Pour Marcel et Germaine, tout appareil ménager avec plus de trois boutons doit être confié à un « informaticien ». Ils galèrent pas mal avec les derniers modèles.

Une Range Rover aux vitres teintées noires fait alors son apparition. Elle se gare derrière le camion de déménagement. Un homme élégant en sort. Costume ceinturé parfaitement coupé, mocassins beiges en nubuck et téléphone portable vissé à l’oreille, il a vraiment la classe. C’est en tout cas l’avis de Germaine. Moins celui de Marcel.

– Eh ben… Encore un qui est né avec une cuillère en argent dans la bouche.

– Pourquoi tu dis ça ? Peut-être qu’il a beaucoup travaillé pour en arriver là.

– Ben voyons…

– Peut-être que c’est un espion, dit Germaine à son mari avec un ton angoissé. Nous voilà bien !

– Tu lis trop de romans, Germaine ! lui répond-il agacé.

Et c’est vrai que Germaine lit beaucoup de romans depuis que Marcel s’est découvert, chaque soir, une passion pour les maquettes d’avions.

Après les ordinateurs, entre dans la maison toute une série de meubles et d’objets des années soixante aux couleurs vives.
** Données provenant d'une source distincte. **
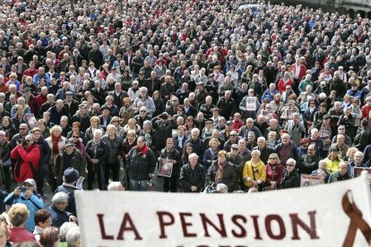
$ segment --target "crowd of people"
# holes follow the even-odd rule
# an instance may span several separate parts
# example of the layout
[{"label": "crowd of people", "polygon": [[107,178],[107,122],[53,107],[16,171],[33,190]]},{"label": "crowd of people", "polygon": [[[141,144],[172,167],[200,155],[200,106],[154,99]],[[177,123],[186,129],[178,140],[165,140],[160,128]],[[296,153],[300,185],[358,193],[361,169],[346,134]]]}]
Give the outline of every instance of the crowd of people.
[{"label": "crowd of people", "polygon": [[370,20],[254,0],[72,4],[0,6],[0,247],[81,246],[82,188],[260,192],[371,166]]}]

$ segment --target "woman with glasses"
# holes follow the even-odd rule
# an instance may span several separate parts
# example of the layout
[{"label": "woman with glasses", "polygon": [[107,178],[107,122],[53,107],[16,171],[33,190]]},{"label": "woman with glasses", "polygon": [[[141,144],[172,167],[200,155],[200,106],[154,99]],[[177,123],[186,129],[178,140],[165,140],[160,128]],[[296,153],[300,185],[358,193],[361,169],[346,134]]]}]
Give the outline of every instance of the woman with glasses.
[{"label": "woman with glasses", "polygon": [[286,161],[286,169],[282,180],[280,183],[280,189],[289,189],[300,187],[300,175],[295,170],[297,161],[292,158]]},{"label": "woman with glasses", "polygon": [[280,165],[280,158],[276,153],[272,153],[269,156],[268,164],[265,166],[265,171],[267,174],[265,185],[277,189],[283,177],[285,168]]},{"label": "woman with glasses", "polygon": [[245,163],[242,177],[244,179],[246,191],[251,187],[255,187],[259,192],[263,191],[266,179],[265,165],[260,159],[260,151],[253,150],[251,159]]}]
– Non mais… T’as vu le carnaval ! s’exclame Marcel.

– Et alors… ça met un peu de gaieté dans la rue ! rétorque sa femme en haussant les épaules, le regard rivé sur son nouveau voisin.

Au bout d’une heure le camion est vide. L’inconnu règle les deux déménageurs et se dirige vers sa Range. Il ouvre la portière et fait signe à quelqu’un d’en descendre.

– On va enfin voir à quoi ressemble sa femme, lâche Marcel, soudain très intéressé.

– En tout cas, elle en a de la chance…

Mais le joli roman d’amour que s’était déjà raconté Germaine se brise dans la seconde. Un solide gaillard, limite haltérophile, se dresse hors de la Range. La trentaine, souriant, le crâne rasé, une boucle en or à l’oreille gauche, un tee-shirt blanc bien moulant pour que les muscles ressortent, un pantalon blanc retroussé comme les marins et, aux pieds, une paire de tennis d’une blancheur immaculée.

Les retraités n’en reviennent pas :

– Non d’une pipe, ses parents tiennent une blanchisserie ou quoi ? demande Marcel.

Mais c’est Germaine qui réagit le plus violemment :

– Marcel… Pince-moi… Je rêve ! hurle-t-elle. Ce type-là… c’est… on dirait… mince alors !

La vieille femme marche maintenant à vive allure vers sa cuisine. Elle se penche sous l’évier et revient à la fenêtre munie d’un produit ménager.

– Marcel, regarde…

– Oui, quoi, c’est ton produit pour nettoyer et alors ?

– Mais regarde le dessin sur le produit ! C’est le même gars que dans la rue !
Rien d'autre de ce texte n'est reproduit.